鵜飼神父

主任司祭のコメント−−キリストのうちに一つになって

主任司祭 鵜飼 好一

カトリック小田原教会に赴任してもうすぐ一年になります。信徒の皆さんのご協力によって、この一年、小田原教会は沢山のお恵みを神さまから頂くことができたと思います。たいへん感謝しています。

「教会は秘跡である」と第Ⅱバチカン公会議後、度々言われるようになりました。世界に福音を証しする使命を頂いた私たちは、まさに私たちのカトリック小田原教会の愛に満ちた信徒の交わりの姿を世に示すことによってこそ、それを果たすことができると思います。

「父と子と聖霊」の愛の交わり、その一致にあやかる私たちもまた、キリストにおいて、聖霊の助けによって、互いに愛し合うことを通して、福音宣教の使命を果たします。
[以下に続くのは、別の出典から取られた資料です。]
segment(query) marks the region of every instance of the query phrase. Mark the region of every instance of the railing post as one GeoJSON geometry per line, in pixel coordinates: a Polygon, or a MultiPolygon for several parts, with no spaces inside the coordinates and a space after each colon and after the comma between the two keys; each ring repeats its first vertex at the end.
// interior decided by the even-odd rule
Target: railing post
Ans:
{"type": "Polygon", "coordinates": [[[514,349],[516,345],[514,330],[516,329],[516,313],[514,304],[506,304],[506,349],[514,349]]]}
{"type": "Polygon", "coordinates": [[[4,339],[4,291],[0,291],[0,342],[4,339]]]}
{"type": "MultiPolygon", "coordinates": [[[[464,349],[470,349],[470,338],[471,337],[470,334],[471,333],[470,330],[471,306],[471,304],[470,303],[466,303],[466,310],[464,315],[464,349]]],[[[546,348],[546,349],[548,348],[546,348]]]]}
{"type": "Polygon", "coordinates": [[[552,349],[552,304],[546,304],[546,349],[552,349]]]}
なぜなら、福音とは「神さまの愛」を証しすることであり、神さまの愛に支えられて互いに愛し合い仕え合う共同体こそ目に見える「神の愛のしるし」といえるからです。

それで、昨年から、わたしたちのカトリック小田原教会の信徒が更にお互いに知り合い、仕え合うことができるように、兄弟姉妹を知るために信徒籍の見直しを始めました。できれば、地区集会を持ち、誰もが教会に繋がっていることを確認することができるようになればいいと思います。

教会の本質を表す聖書的な表現の一つは、「キリストの体」です。キリスト者である私たちは「キリストのいのちに生かされ、キリストに結ばれている」ので、皆兄弟であり姉妹です。キリスト者は神さまの目から見れば誰もが皆、かけがえのない神さまの子どもです。

使徒言行録による初代教会についての記述も次のように私たちに告げています。ミサを中心に、皆が一つになって愛のうちに互いに奉仕し合っていたので日々多くの人が仲間に加わったと…。次のように書かれています。
「信者たちは皆一つになって、すべてのものを共有し、財産や持ち物を売り、おのおのの必要に応じて、皆がそれを分け合った。そして、毎日ひたすら心を一つにして神殿に参り、家ごとに集まってパンを裂き、喜びと真心をもって一緒に食事をし、神を賛美していたので、民衆全体から好意を寄せられた。
こうして、主は救われる人々を日々仲間に加え一つにされたのである。」
(2章44~47)

カトリック小田原教会の信徒ひとりひとりが、カトリック小田原教会という共同体の一人であることを、さらに、神奈川県第6地区にある8つのカトリック教会という共同体の一人であり、横浜教区、さらに日本の教会、世界のカトリック教会のメンバーの一人であることを意識するようになればいいと思います。

しかし、根本的に忘れてならないことの一つは、教会は外に向けて開かれているということです。福音をもたらすとはそういうことです。教会が置かれている世界と無関係に教会があるのではないでしょう。この世界を福音化するために教会はこの世界に置かれ、世界に神の愛が満ちあふれるように、その愛が受け入れられるように遣わされています。

共同体が魅力あるものになるように、互いに兄弟姉妹として共に助け合いながら歩んでいけますように。そして、わたしたちを取り巻く社会にも神の愛の力が豊かに注がれることを願ってこれからも、キリストのうちに一つになって力を尽くして共に歩んでいきたいと思います。

これからもどうぞよろしくお願いいたします。